Harking to his astrologer, Solomon West Ridgeway Diaz Bandaranaike selected high noon as the most auspicious hour to be sworn in as Ceylon's new Prime Minister. Before setting out in his ten-year-old Plymouth for the Georgian mansion of Governor-General Sir Oliver Goonetilleke in downtown Colombo, he faced the sun, to bring success to his venture. That afternoon at exactly eight minutes past 4, another auspicious hour, his new Cabinet of 12 scrambled for their cars and joined Bandaranaike at the mansion for a mass swearing-in ceremony. The Cabinet, at the Prime Minister's instruction, had laid aside their Western-style clothes and appeared, slightly selfconscious, in long white sarongs and sandals. "Gentlemen." said Bandaranaike, "this will be our official dress."

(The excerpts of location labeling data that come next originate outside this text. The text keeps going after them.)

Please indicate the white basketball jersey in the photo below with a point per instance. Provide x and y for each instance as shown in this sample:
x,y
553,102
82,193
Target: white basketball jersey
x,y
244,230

Bandaranaike's upset victory over Sir John Kotelawala (TIME. April 16) was apt to prove much more than a change of clothes. Sir John's pro-Western government, it now seemed clear, had been defeated mainly by domestic issues, e.g., a rise in rice prices, failure to please Ceylon's militant Buddhist majority. But domestic issues were all but forgotten as the new government, with strong left-wing and neutralist ties, sounded its first keynotes.
Close to Nehru. Bandaranaike called SEATO "pregnant with danger," reiterated his intention to establish relations with the U.S.S.R. and Red China. As for Britain's two strategic bases in Ceylon : "We are completely opposed to the concession of any bases, military or otherwise, in our country to any foreign power." To underline his neutrality, Bandaranaike told reporters that his thinking was "very close to Nehru's." Delighted, the Indian press hailed him as the "conscience of the new Asia."
After first recoiling in horror, London decided that it might be possible, and it would certainly be necessary, to live with Bandaranaike. He has already assured worried British tea planters that, despite his fiery campaigning, nationalization of their plantations, when it comes, will take place without "any form of expropriation." Britain hopes that he will negotiate a new agreement for the bases, keep Ceylon within the Commonwealth even after it becomes a republic. The U.S. is planning to go ahead with $5,000,000 in aid to Ceylon this year.
Too Near Anthony. Bandaranaike is an aristocratic country squire who made a brilliant record as a classics scholar and orator at Oxford in the '20s. At Christ Church College he argued Asian affairs with Upperclassman Anthony Eden, was often disturbed at study by boisterous parties in Eden's rooms. He once beat out Malcolm MacDonald, Britain's High Commissioner in India, for secretary of the Oxford Union.
In 1925 he went back to Ceylon and began competing for higher stakes. Once in politics. he discarded his Western dress. Though brought up an Anglican, he turned Buddhist. Today, at 57, Bandaranaike lives a fairly Spartan life with his wife and three children. Stooped, gaunt and bespectacled, he has an uncanny understanding of his fellow Ceylonese. And his talent for expediency has never left him. Those who do not admire him are fond of reciting a little jingle:
I do not love you, Banda dear, Because you change from year to year.
The West could only hope that Banda's next change would be in its favor.